Bahriye mektebinden bizim sınıf mezun olmuştu. Son senemizde gördüğümüz Ramazan ayının güzelliğini unutamamıştık. Fakat bizden sonraki ilk yıl haksız ve insafsız uygulamalar tekrar başlamıştı.
Gerçi oruç tutmak yasaklanmamıştı fakat yemeklere girme mecburiyeti vardı. İftar saati sekizde olduğu halde akşam yemeği altıda veriliyordu ve yemeğe katılmayanlar hafta sonu izinsiz kalıyorlardı. O yıllarda ihtilâl yapan Cumhurbaşkanı sahneye çıkmış, “irtica” nutukları atmaya başlamıştı. nutuklar etkisini göstermiyor da değildi. Yüzlerce öğrenci, askerî okullardan ayrılmak zorunda kalmıştı.
Öğrenci velileri okula çağırılıyor “Oğlunuzu okuldan atacağız, iyisi mi siz dilekçe verin eğitim imkânı tamamen kısıtlanmadan öğrenciniz yoluna devam etme imkânı bulsun” deniliyordu. Hani halen üniversitelerde kız öğrencilere uygulanan “ikna odası” benzeri bir uygulama o yıllarda askerî okullarda uygulanmaya başlamıştı.
Bizim sınıf arkadaşları şimdilerde albay oldular. Yaşadıkları bu üzüntülü olayları unutmaları mümkün değildir. Elbette yapılan yanlışlıklar ve haksızlıklar onları da etkilemiştir. Umarım şimdi yönetici olan bu eski meslektaşlarım aynı yanlışı tekrarlamazlar.
Eğer yanlışlarda hâlâ ısrar ediyorlar ise genç arkadaşlarıma tavsiyem bizim yaptığımız gibi sebat etmeleridir. Bunun karşılığını hem bu dünyada, hem de asıl yurdumuz olan ahirette alacaklardır.
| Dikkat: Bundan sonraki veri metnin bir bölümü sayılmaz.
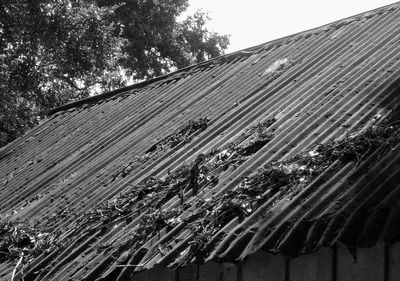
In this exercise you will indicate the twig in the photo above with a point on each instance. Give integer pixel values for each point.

Ben aradan 25 yıl geçmesine rağmen yasak olduğu halde oruç tuttuğum o Ramazanda aldığım lezzeti hiç unutmadım ve daha sonraki hiçbir Ramazan ayında alamadım. Demek ki doğruluğuna inandığımız bir konuda sebat etmek çok güzel neticeler veriyor. Zaten insan sabır kuvvetini basit işlerde sarf etmez ise, her türlü zorluğa kâfî gelecek bir gücü elde etmiş olur.